7.Bölüm BAKICI

2.4K 128 22
                                    

Ellerimi yıkayıp ocağın altını kapatırken bir yandan da Gizem ve Anya'nın kavgalarını görmezden gelmeye çalışıyordum. Birbirlerine gıcık olan iki kardeş gibi bir halleri vardı ve sürekli didişiyorlardı. Gizem'in bir köpekle laf dalaşına girmesine mi şaşırayım, Anya'nın sürekli Gizem'e hırlamasına mı şaşırayım bilemiyordum.

"Ya bak git başımdan yolarım bütün tüylerini!" diye bir ses yükseldi evden. Yaklaşık yarım saattir aynı ses yükseliyordu zaten...

"Furkan al şu kuduruğu!" diye ciyaklayıp mutfağa koştu ve arkama saklandı. Anya ise mutfağın önünde bekliyor ve hırlayarak Gizem'e bakıyordu.

"Bağırma artık," dedim bıkkınca. Anya'nın mutfağa girmesi yasaktı ve kapıda oldukça sinirli bir şekilde bekliyordu.

"Ne demek bağırma? Et niyetine yiyecek hayvan beni Ilgaz."

Gizem'i duymazdan gelip mutfaktan çıktım ve salona geçtim, Anya da peşimden geldi. Semih odada ders çalışıyor Furkan ise koltuğun üzerinde oturmuş gülerek bizi izliyordu.

"Gülüm gelmiş," diyerek yanıma gelip kolumun altına girdi. Anya ise ayaklarımın dibine çökmüş ve kendini sevdiriyordu.

"Dur oğlum," diye hafifçe uzaklaştırdım Furkan'ı. "Sıcakladım."

Beni dinlemeden iyice girdi dibime ve kafasını göğsüme yasladı.

"Yemek yedikten sonra derse geç," dedim saçını okşarken. "Fazla boşlayınca toplarlaman zor oluyor."

"Tamam abla sen merak etme." diye cevap verdi bıkkınca. Semih ders çalışmayı ne kadar seviyorsa, Furkan da bir o kadar sevmiyordu. Semih gözü kapalı tıp kazanırken, Furkan'ın ona yetişmesi doğal olarak çok zor olmuştu. İkisi de çok zeki ve çalışkan çocuklar olduğundan aklım kalmıyordu fakat gene de salmak pek mantıklı olmazdı.

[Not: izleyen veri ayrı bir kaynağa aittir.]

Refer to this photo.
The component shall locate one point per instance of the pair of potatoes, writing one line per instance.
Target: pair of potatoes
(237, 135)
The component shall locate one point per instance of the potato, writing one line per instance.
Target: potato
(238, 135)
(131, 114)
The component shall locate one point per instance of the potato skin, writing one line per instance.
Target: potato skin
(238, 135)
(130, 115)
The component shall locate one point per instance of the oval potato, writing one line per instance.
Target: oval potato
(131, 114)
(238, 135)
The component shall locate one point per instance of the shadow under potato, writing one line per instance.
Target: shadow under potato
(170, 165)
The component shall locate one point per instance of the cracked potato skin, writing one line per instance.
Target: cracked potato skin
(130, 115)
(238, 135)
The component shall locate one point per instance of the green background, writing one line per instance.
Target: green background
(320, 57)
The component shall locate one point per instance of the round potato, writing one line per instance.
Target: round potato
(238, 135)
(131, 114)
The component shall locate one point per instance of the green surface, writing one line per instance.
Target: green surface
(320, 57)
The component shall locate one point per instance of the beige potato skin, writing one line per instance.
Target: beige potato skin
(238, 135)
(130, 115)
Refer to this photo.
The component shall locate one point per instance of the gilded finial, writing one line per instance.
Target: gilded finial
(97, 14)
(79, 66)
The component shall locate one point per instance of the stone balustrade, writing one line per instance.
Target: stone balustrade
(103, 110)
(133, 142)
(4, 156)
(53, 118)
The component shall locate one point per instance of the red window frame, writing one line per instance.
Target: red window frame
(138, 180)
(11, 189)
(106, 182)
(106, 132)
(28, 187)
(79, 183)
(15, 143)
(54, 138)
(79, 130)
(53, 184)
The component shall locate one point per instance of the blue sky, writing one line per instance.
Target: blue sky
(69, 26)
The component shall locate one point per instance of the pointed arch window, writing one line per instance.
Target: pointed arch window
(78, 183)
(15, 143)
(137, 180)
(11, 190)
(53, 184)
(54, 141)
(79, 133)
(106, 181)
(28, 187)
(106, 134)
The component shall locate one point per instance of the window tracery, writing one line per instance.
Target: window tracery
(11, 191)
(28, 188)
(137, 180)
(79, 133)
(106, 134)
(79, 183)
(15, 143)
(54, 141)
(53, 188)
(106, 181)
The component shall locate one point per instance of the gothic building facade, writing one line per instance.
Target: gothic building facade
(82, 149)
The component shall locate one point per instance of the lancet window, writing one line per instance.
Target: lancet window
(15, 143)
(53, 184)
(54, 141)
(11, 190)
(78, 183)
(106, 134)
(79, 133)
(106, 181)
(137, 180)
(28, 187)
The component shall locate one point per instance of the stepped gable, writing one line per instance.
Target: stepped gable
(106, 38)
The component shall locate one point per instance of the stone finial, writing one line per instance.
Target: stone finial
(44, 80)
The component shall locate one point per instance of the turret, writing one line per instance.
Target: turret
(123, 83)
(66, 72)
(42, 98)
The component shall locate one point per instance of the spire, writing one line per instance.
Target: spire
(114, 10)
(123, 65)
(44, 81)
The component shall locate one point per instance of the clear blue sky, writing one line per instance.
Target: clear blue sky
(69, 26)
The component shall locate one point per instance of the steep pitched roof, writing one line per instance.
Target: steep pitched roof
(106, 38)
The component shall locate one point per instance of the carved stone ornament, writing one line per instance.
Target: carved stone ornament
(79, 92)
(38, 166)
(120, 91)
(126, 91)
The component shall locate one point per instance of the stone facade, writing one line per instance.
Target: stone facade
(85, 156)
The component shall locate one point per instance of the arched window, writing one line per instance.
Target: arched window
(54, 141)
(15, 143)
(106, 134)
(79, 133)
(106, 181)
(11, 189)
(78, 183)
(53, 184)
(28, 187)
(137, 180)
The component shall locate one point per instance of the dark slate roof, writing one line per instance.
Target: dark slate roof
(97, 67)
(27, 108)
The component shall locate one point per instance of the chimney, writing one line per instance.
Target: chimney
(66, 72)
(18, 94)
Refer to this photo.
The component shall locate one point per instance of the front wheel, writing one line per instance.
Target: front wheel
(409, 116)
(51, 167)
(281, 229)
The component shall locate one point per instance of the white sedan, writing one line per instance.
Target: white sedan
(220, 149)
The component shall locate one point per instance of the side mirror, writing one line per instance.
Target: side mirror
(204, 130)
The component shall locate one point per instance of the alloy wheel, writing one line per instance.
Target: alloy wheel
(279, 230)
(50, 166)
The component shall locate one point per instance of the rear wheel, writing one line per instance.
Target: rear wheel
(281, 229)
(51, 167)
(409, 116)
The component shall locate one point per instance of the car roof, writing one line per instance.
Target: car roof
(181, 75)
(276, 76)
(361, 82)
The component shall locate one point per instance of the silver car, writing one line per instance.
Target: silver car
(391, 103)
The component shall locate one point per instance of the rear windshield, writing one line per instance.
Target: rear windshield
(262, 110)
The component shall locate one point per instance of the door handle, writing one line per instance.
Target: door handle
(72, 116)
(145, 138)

"Kuduruk pis." diye fısıldayıp karşı koltuğa oturdu Gizem. Anya ise tip tip ona bakmayı sürdürüyordu.

Bir elimin arasında Furkan'ın turuncu saçları, diğer elimde ise Anya'nın tüylerini huzurla okşuyordum ki çalan kapıyla duraksadım.

"Geldim!" diye bağırıp kapıya koştu Gizem.

Bir kolu Yiğit'in omzunda, diğer kolu alçıda; oldukça memnunsuz ve asık suratlı Aslan, kapıda dikiliyordu. Gerçekten yüzündeki ifade o kadar katıydı ki eve alıp almamak arasında gidip geldim. Saçları, aquaman edasıyla asice dağılmıştı omzuna.

"Hoş geldin kütük." diye Yiğit'e seslendi Gizem. Küçük bir kızdan farkı yoktu resmen.

"Hoş bulduk çirkin." dedi Yiğit ve Aslan'la birlikte içeri girdi. Onlar girince ben de ayağa kalkıp yanlarına gittim.

"Misafir odası hazır," dedim Aslan'a bakarak. "Odan benimkinin yanında hemen. Çıkıp yerleşelim."

Yeşil gözleri boş bir şekilde suratıma baksa da üşüdüğümü hissettim. Bilinçli yapmıyordu belki de ama gerçekten oldukça katı ve soğuk bir adamdı. En ufak bir samimiyet veya canlılık hissedemiyordunuz ona bakarken.

"Çıkalım." diyerek kestirip attı. Kolunu muhtemelem zorla dayadığı Yiğit'den çekmişti ve sapasağlam ayakta durabiliyordu. Kafasındaki sargı ve sağ kolundaki alçı yerli yerindeydi.

"Tutun bana," diyerek elimi uzattım. "Merdiven çıkacağız."

Öyle bir baktı ki, anında elimi indirip geri çekilesim geldi. Sabrımı zorluyordu. O Yiğit için buradaydı, ben de Yiğit için ona yardım ediyordum. Ben kendimden müsamaha gösteriyorsam o da göstermek zorundaydı. Böyle tip tip bakmaya devam edecekse eğer, onu merdivenlerden aşağı atıp 'ne halin varsa gör' dememe az kalmıştı.